S. Grég. (Mor., 18, 27). L'ange déclare que Jésus sera saint dès sa naissance, mais d'une sainteté toute différente de la nôtre. En effet, nous pouvons acquérir la sainteté; mais nous ne la possédons pas dès notre naissance, enchaînés que nous sommes dans les liens d'une nature sujette à la corruption, ce qui nous fait dire avec le prophète (Ps 50): «Voilà que j'ai été conçu dans l'iniquité», etc. Celui-là seul est véritablement saint, dont la conception n'est pas la suite d'une union charnelle; qui n'est point autre dans son humanité, autre dans sa divinité, comme le rêvent les hérétiques, qui n'a point commencé par être simplement un homme dans sa conception, dans sa naissance, et mérité ensuite de devenir Dieu; mais qui, aussitôt que l'ange eut parlé, et que l'Esprit saint fut survenu, fut le Verbe descendu dans le sein de Marie, et immédiatement le Verbe fait chair dans ses chastes entrailles. C'est ce que prouvent les paroles suivantes: «Il sera appelé le Fils de Dieu».

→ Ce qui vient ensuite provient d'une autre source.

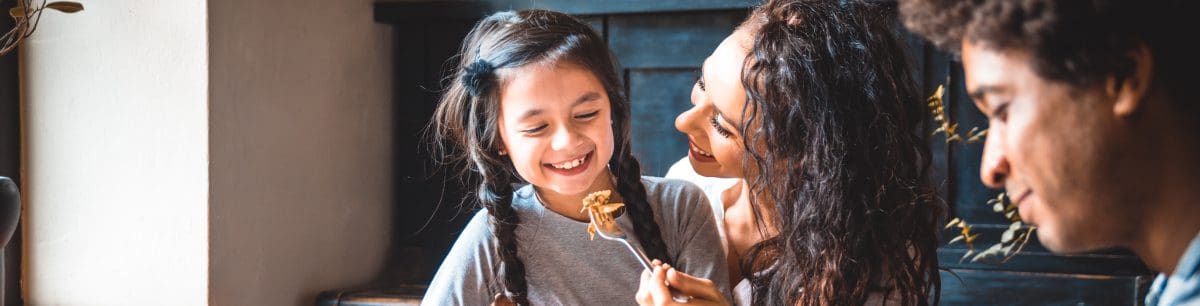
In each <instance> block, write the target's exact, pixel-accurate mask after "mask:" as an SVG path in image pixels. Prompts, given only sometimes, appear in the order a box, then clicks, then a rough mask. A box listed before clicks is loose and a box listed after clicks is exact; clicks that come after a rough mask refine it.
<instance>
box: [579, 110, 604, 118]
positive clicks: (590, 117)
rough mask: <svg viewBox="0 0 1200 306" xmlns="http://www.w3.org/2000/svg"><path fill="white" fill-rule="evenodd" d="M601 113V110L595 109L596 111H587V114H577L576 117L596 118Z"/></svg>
mask: <svg viewBox="0 0 1200 306" xmlns="http://www.w3.org/2000/svg"><path fill="white" fill-rule="evenodd" d="M599 114H600V110H595V112H592V113H587V114H578V115H575V119H592V118H595V116H596V115H599Z"/></svg>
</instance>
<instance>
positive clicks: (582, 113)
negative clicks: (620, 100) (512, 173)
mask: <svg viewBox="0 0 1200 306" xmlns="http://www.w3.org/2000/svg"><path fill="white" fill-rule="evenodd" d="M506 74H508V76H511V77H510V78H509V79H508V82H505V83H504V85H503V86H502V88H500V122H499V125H500V126H499V131H500V139H502V140H503V142H504V150H505V152H504V154H506V155H508V156H509V158H511V161H512V166H514V167H515V168H516V170H517V174H520V175H521V178H523V179H524V180H526V181H529V184H533V185H534V186H535V187H538V190H539V192H553V193H554V194H562V196H576V194H586V193H587V192H590V191H594V190H596V188H598V186H602V185H605V184H606V181H607V178H608V175H607V174H608V170H607V167H606V164H607V163H608V160H610V158H611V157H612V151H613V139H612V109H611V104H610V103H608V95H607V92H606V91H605V89H604V85H601V83H600V79H598V78H596V77H595V74H593V73H592V72H590V71H588V70H587V68H582V67H580V66H578V65H572V64H568V62H562V64H547V65H530V66H526V67H520V68H516V70H514V71H511V73H506Z"/></svg>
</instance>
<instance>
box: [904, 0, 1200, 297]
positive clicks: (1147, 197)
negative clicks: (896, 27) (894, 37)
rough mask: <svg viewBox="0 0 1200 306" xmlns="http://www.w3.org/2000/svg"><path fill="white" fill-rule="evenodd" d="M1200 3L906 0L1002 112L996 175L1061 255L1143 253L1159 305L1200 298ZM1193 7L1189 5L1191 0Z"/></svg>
mask: <svg viewBox="0 0 1200 306" xmlns="http://www.w3.org/2000/svg"><path fill="white" fill-rule="evenodd" d="M1194 2H1195V1H1188V0H1183V1H1120V0H1092V1H1078V0H1074V1H1073V0H973V1H959V0H901V2H900V10H901V14H902V19H904V22H905V25H906V26H908V28H910V29H911V30H913V31H916V32H918V34H920V35H923V36H925V37H926V38H929V40H930V41H932V42H934V43H935V44H937V46H938V47H941V48H943V49H946V50H948V52H950V53H954V54H958V55H961V59H962V67H964V72H965V73H966V88H967V92H968V94H970V95H971V97H972V98H973V100H974V102H976V106H977V107H979V109H980V110H983V112H984V113H985V114H986V115H988V118H989V127H990V130H989V133H988V140H986V144H985V145H984V155H983V162H982V179H983V181H984V184H986V185H988V186H990V187H995V188H1000V187H1004V188H1007V191H1008V194H1009V198H1010V199H1012V202H1013V203H1014V204H1015V205H1018V208H1019V210H1020V215H1021V218H1022V220H1025V221H1027V222H1030V223H1033V224H1037V226H1038V232H1037V233H1038V239H1039V240H1040V241H1042V244H1043V245H1045V246H1046V247H1048V248H1050V250H1051V251H1055V252H1062V253H1072V252H1085V251H1094V250H1099V248H1106V247H1127V248H1130V250H1133V251H1134V252H1135V253H1136V254H1138V256H1139V257H1141V259H1142V260H1144V262H1145V263H1146V264H1147V265H1148V266H1150V268H1151V269H1153V270H1157V271H1160V272H1162V274H1159V276H1158V277H1157V278H1156V281H1154V283H1153V284H1152V287H1151V292H1150V295H1148V296H1147V298H1146V304H1147V305H1192V304H1200V275H1198V271H1196V268H1198V263H1200V235H1198V233H1200V160H1198V158H1200V107H1198V103H1196V90H1195V89H1189V88H1187V86H1188V85H1190V84H1187V83H1189V82H1188V80H1190V79H1193V77H1192V73H1196V72H1200V71H1198V66H1196V56H1200V52H1198V50H1196V49H1195V48H1194V47H1188V46H1189V44H1192V46H1194V44H1196V43H1195V42H1189V41H1190V40H1192V38H1193V37H1190V36H1187V37H1186V36H1181V35H1180V32H1193V31H1194V30H1195V29H1200V28H1198V26H1196V23H1195V20H1196V19H1198V18H1195V17H1194V16H1192V14H1195V12H1196V10H1195V5H1194ZM1184 6H1186V7H1184Z"/></svg>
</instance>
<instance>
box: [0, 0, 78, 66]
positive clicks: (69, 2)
mask: <svg viewBox="0 0 1200 306" xmlns="http://www.w3.org/2000/svg"><path fill="white" fill-rule="evenodd" d="M46 8H50V10H54V11H59V12H64V13H74V12H79V11H83V5H82V4H79V2H72V1H54V2H49V4H47V0H42V1H41V4H38V5H37V6H34V0H17V6H16V7H13V8H10V10H8V16H10V17H12V19H13V22H14V23H13V26H12V29H11V30H8V31H7V32H5V35H4V36H2V37H0V42H2V43H4V44H2V47H0V55H4V54H8V53H10V52H12V50H13V49H16V48H17V47H18V46H20V42H22V41H24V40H25V38H26V37H29V36H30V35H34V31H36V30H37V25H38V24H40V23H41V22H42V13H43V12H44V11H46Z"/></svg>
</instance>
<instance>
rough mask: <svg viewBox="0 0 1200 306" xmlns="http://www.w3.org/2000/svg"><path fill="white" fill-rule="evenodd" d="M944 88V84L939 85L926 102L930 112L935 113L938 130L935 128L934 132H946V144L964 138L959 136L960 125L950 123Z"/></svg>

Grec. (Ch. des Pèr. gr). Considérez comment l'ange, parlant à Marie, fait intervenir toute la Trinité, en mentionnant distinctement l'Esprit saint, le Verbe et le Très-Haut; car la Trinité est indivisible.
9136 Lc 1,36-38
S. Chrys. (Hom. 49 sur la Genèse). Le langage que l'ange avait tenu jusqu'alors à Marie était au-dessus de son intelligence; il descend donc à des choses plus accessibles, et cherche à la persuader par des faits extérieurs et sensibles: «Et voici qu'Elisabeth, votre cousine». Remarquez l'à propos et la convenance de ces paroles. Gabriel ne rappelle pas à Marie les exemples de Sara, ou de Rébecca, ou de Rachel, ils étaient trop anciens; il lui cite un fait tout récent, pour produire en elle une conviction assurée, Dans ce même dessein il fait ressortir et l'âge et l'impuissance de la nature: «Elle a conçu aussi elle-même un fils dans sa vieillesse». Il ajoute: «Et c'est ici le sixième mois», etc. Il ne lui a point appris dès le commencement la conception d'Elisabeth, mais après six mois écoulés, afin que les signes visibles de sa grossesse fussent une preuve de la vérité de ses paroles. - S. Grég. de Naz. (Ch. des Pèr. gr., de ses poésies). Vous me demanderez peut-être: Comment le Christ descend-il de David? Marie est évidemment de la famille d'Aaron, puisqu'au dire de l'ange, elle est la cousine d'Elisabeth il faut voir ici l'effet d'un dessein providentiel de Dieu, qui voulait unir le sang royal à la race sacerdotale, afin que Jésus-Christ, qui est à la fois prêtre et roi, eût aussi pour ancêtres, selon la chair, les prêtres et les rois. Nous lisons aussi dans l'Ex qu'Aaron a pris, dans la tribu de Juda, une épouse du nom d'Elisabeth, fille d'Aminadab. Et voyez combien est admirable la conduite providentielle de l'Esprit de Dieu, en permettant que l'épouse de Zacharie s'appelât aussi Elizabeth, pour nous rappeler ainsi l'épouse d'Aaron qui portait également ce nom d'Elisabeth.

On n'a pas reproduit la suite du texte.